Second order theory of a real-closed field

Question

It is well known that the first-order theory of any real-closed field is complete, and consequently not capable of interpreting the majority of modern mathematics.

Is this still true for the second-order theory of a real-closed field? What about third/higher order theories?

I ask because moving to second-order theories can change things, like how second-order PA is categorical while first-order PA isn’t, and because intuitively it feels like allowing enough stages of ‘higher order theory’ over the base real-closed field (think ‘inaccessibly higher order theory’) should eventually just be set theory with the elements of the field as urelements, in which case we obviously have an incomplete and robust theory.

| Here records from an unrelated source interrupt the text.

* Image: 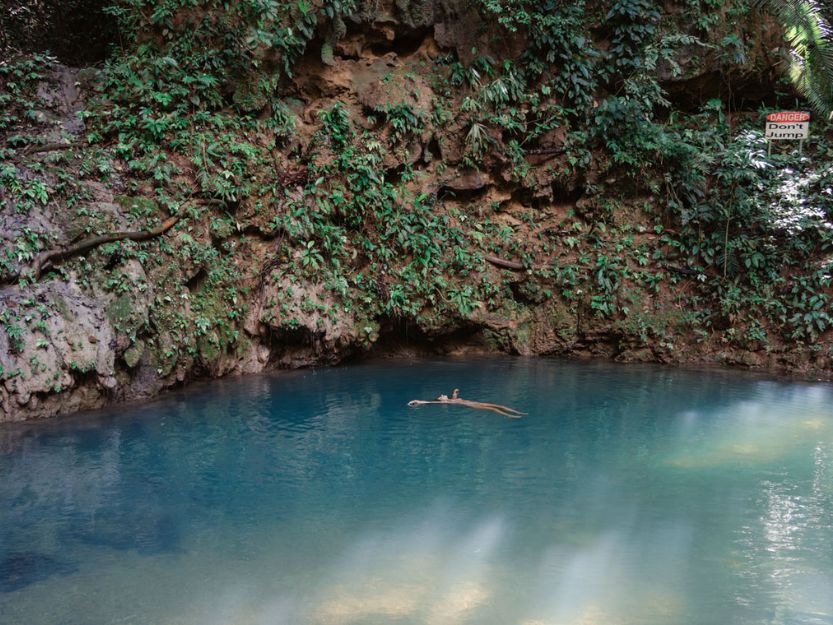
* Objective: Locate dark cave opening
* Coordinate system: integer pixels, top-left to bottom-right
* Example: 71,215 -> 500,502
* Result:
0,0 -> 118,67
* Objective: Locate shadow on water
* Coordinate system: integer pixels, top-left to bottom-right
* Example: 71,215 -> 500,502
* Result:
0,552 -> 78,592
0,359 -> 833,625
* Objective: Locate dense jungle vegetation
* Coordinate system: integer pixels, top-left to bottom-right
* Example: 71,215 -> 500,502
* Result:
0,0 -> 833,420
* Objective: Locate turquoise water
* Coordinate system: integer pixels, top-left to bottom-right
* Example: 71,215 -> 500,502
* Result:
0,359 -> 833,625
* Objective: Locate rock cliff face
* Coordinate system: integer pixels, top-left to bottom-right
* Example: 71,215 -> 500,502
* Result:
0,0 -> 830,421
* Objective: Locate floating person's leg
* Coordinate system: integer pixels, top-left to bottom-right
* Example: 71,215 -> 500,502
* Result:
408,399 -> 526,419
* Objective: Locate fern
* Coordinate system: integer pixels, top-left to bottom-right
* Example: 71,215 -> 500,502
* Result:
755,0 -> 833,119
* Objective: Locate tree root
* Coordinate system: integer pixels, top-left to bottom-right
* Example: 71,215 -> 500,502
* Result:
32,217 -> 179,280
0,217 -> 180,284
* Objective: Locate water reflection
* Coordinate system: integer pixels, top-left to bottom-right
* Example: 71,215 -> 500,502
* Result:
0,359 -> 833,625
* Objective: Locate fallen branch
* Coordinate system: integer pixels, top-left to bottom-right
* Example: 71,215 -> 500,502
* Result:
23,143 -> 79,154
32,217 -> 179,280
483,254 -> 526,271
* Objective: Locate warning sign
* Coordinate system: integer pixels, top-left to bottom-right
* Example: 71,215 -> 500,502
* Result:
764,111 -> 810,141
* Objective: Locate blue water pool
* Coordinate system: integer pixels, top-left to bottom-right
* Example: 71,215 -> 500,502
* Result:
0,359 -> 833,625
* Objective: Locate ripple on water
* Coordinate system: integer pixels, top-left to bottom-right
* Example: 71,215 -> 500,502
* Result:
0,359 -> 833,625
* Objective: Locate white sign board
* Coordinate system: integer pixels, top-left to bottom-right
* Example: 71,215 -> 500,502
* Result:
764,111 -> 810,141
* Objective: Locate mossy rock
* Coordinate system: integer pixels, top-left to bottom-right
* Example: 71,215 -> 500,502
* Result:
105,293 -> 142,334
113,195 -> 159,217
50,295 -> 72,321
123,341 -> 145,369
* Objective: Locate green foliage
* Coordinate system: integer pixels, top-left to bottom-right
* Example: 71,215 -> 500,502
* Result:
756,0 -> 833,119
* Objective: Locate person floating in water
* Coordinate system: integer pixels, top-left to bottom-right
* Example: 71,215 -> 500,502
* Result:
408,388 -> 526,419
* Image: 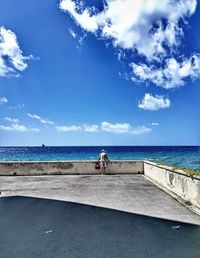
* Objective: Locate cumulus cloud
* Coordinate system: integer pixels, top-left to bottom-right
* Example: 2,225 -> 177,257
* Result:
9,104 -> 24,109
0,97 -> 8,105
60,0 -> 197,60
0,123 -> 40,132
83,125 -> 99,133
4,117 -> 19,124
56,125 -> 82,132
138,93 -> 170,111
101,121 -> 151,135
131,54 -> 200,89
27,113 -> 54,125
59,0 -> 200,89
0,27 -> 33,77
56,121 -> 151,135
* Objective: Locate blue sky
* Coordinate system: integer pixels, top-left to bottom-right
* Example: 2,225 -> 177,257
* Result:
0,0 -> 200,146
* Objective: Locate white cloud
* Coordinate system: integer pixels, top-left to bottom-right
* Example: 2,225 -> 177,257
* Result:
56,121 -> 151,135
0,27 -> 33,77
60,0 -> 200,89
56,125 -> 99,133
27,113 -> 54,125
56,125 -> 82,132
131,54 -> 200,89
101,121 -> 151,135
0,123 -> 40,132
83,125 -> 99,133
0,97 -> 8,105
4,117 -> 19,124
60,0 -> 197,60
138,93 -> 170,111
9,104 -> 24,109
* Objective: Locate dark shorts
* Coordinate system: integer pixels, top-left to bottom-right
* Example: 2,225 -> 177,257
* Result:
100,161 -> 107,168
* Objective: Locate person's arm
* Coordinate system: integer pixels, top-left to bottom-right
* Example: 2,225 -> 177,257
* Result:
105,154 -> 110,162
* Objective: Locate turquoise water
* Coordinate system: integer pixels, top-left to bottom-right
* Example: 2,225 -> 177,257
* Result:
0,146 -> 200,170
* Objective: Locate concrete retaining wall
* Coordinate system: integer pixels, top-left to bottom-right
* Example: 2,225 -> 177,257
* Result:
144,161 -> 200,212
0,160 -> 144,175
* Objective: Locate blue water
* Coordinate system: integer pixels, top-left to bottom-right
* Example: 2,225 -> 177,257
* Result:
0,146 -> 200,169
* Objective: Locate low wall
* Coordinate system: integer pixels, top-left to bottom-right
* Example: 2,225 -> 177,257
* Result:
0,160 -> 144,176
144,161 -> 200,211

Another intuitive reason incompleteness may arise is definability of the naturals as a subset of any real-closed field, once we have second/higher order parameters available. Any pointers are appreciated.

Answer 1

It sounds like there's some terminology confusion here. When $\mathcal{L}$ is a logic and $\mathcal{A}$ is a structure, "The $\mathcal{L}$-theory of $\mathcal{A}$" refers to the set $$\{\varphi\in\mathrm{Sent}_\mathcal{L}:\mathcal{A}\models_\mathcal{L}\varphi\}.$$

It sounds like you may mean something other than this, but it's not clear what you have in mind; for now I'll answer the question using this standard interpretation, but I'm happy to edit as the question is clarified.

Below I'll write "$Th_1(\mathcal{A})$" and "$Th_2(\mathcal{A})$" for the first- and second-order theories of a structure $\mathcal{A}$, respectively, and I'll let $\mathcal{R}$ denote the field of reals and $\mathcal{N}$ the semiring of natural numbers.

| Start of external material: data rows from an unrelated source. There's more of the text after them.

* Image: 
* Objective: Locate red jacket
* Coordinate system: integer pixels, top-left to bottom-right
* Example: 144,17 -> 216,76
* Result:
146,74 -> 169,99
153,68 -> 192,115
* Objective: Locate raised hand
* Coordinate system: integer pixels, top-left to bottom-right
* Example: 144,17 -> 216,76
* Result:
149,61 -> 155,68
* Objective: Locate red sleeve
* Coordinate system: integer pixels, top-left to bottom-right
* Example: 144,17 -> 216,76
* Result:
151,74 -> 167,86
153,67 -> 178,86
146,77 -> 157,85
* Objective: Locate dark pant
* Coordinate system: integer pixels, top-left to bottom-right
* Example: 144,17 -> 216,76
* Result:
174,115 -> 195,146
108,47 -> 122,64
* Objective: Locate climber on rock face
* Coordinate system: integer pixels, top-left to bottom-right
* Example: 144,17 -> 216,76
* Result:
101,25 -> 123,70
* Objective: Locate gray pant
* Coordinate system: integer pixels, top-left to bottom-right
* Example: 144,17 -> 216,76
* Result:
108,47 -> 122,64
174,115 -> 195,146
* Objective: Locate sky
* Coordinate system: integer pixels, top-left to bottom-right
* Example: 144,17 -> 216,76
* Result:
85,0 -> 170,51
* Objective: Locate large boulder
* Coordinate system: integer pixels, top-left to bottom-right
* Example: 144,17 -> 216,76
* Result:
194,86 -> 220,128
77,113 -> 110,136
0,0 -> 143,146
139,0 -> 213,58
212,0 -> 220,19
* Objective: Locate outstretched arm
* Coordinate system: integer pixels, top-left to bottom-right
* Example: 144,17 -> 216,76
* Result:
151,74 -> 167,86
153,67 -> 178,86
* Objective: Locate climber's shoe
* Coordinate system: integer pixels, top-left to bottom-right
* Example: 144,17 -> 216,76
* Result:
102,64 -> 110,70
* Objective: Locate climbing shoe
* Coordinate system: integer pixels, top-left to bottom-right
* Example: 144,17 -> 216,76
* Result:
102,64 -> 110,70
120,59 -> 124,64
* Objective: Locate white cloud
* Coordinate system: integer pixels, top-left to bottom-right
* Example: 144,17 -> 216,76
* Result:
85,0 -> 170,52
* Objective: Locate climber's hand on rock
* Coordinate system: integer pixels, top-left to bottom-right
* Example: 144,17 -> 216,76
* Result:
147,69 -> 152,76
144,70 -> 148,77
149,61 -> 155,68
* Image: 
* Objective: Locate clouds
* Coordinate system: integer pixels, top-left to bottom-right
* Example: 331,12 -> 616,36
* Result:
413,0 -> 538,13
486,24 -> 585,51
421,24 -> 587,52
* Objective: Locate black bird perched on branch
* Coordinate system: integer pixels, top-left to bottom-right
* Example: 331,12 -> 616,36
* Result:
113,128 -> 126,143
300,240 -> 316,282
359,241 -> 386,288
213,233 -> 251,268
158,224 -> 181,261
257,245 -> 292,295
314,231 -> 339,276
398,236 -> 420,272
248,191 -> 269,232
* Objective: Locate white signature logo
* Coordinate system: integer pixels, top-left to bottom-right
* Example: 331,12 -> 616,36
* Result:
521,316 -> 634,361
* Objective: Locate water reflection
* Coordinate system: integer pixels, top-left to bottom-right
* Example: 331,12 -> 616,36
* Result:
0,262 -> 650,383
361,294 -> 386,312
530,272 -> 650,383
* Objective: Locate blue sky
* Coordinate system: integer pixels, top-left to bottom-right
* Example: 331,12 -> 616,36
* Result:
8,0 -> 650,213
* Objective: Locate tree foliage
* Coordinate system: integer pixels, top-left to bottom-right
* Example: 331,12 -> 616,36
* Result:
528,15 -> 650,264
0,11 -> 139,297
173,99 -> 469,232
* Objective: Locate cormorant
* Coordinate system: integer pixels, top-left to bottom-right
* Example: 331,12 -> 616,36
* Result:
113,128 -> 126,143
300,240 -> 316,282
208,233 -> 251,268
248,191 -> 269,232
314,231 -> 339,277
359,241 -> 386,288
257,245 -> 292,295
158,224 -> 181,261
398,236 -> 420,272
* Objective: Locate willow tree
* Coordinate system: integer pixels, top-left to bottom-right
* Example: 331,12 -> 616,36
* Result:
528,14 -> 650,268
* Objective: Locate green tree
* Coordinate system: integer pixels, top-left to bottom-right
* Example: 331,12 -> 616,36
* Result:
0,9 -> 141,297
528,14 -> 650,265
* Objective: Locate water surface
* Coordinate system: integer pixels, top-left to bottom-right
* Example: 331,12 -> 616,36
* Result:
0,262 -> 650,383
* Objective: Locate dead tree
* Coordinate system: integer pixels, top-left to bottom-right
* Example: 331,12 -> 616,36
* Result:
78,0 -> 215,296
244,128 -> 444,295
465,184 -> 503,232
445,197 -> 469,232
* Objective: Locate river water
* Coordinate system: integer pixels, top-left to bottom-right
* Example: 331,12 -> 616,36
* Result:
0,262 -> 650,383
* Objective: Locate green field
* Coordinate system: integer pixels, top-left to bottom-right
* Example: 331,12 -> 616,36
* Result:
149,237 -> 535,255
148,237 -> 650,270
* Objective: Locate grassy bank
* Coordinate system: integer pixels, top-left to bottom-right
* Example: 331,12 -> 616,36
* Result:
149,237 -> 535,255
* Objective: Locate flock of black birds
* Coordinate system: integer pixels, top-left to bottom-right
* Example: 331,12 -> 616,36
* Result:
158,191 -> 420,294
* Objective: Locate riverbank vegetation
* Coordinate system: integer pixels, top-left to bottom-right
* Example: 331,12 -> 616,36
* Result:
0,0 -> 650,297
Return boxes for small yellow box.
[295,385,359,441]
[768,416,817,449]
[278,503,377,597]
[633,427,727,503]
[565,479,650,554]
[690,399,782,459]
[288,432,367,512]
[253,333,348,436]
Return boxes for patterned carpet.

By definition, $Th_1(\mathcal{A})$ is always complete since for every sentence $\varphi$ we have either $\mathcal{A}\models\varphi$ or $\mathcal{A}\models\neg\varphi$. So it's not completeness that makes $Th_1(\mathcal{R})$ weak. We have to distinguish between $Th_1(\mathcal{R})$, which is prima facie complete but not obviously low-complexity, and the theory $\mathsf{RCF}$ which is prima facie low-complexity but is not obviously complete; of course, the theorem is that $Th_1(\mathcal{R})=\mathsf{RCF}$.

The same automatic completeness holds for $Th_2(\mathcal{A})$, or indeed $Th_\mathcal{L}(\mathcal{A})$ for any logic $\mathcal{L}$ which contains negation (if we omit negation a lot of things get much more complicated, see e.g. Shelah/Vaananen, Positive Logics).

OK, so how complicated is $Th_2(\mathcal{R})$? Well, as James said, it's extremely complicated even if we only use the "monadic" (= quantifying over only sets, as opposed to relations) version of SOL. In particular, the naturals are second-order definable in $\mathcal{R}$ since $r$ is a natural number iff for every set $X$, if $0\in X$ and $s\in X\implies s+1\in X$ then $r\in X$. So this makes $Th_2(\mathcal{R})$ at least as complicated as $Th_2(\mathcal{N})$, let alone $Th_1(\mathcal{N})$, which is itself massively more complicated than $\mathsf{PA}$.

However, even this is barely scratching the surface: $Th_2(\mathcal{R})$ tells us lots of things which even $Th_2(\mathcal{N})$ doesn't, such as whether or not the continuum hypothesis holds (it follows from sufficient large cardinals that $Th_2(\mathcal{N})$ can't be changed by forcing).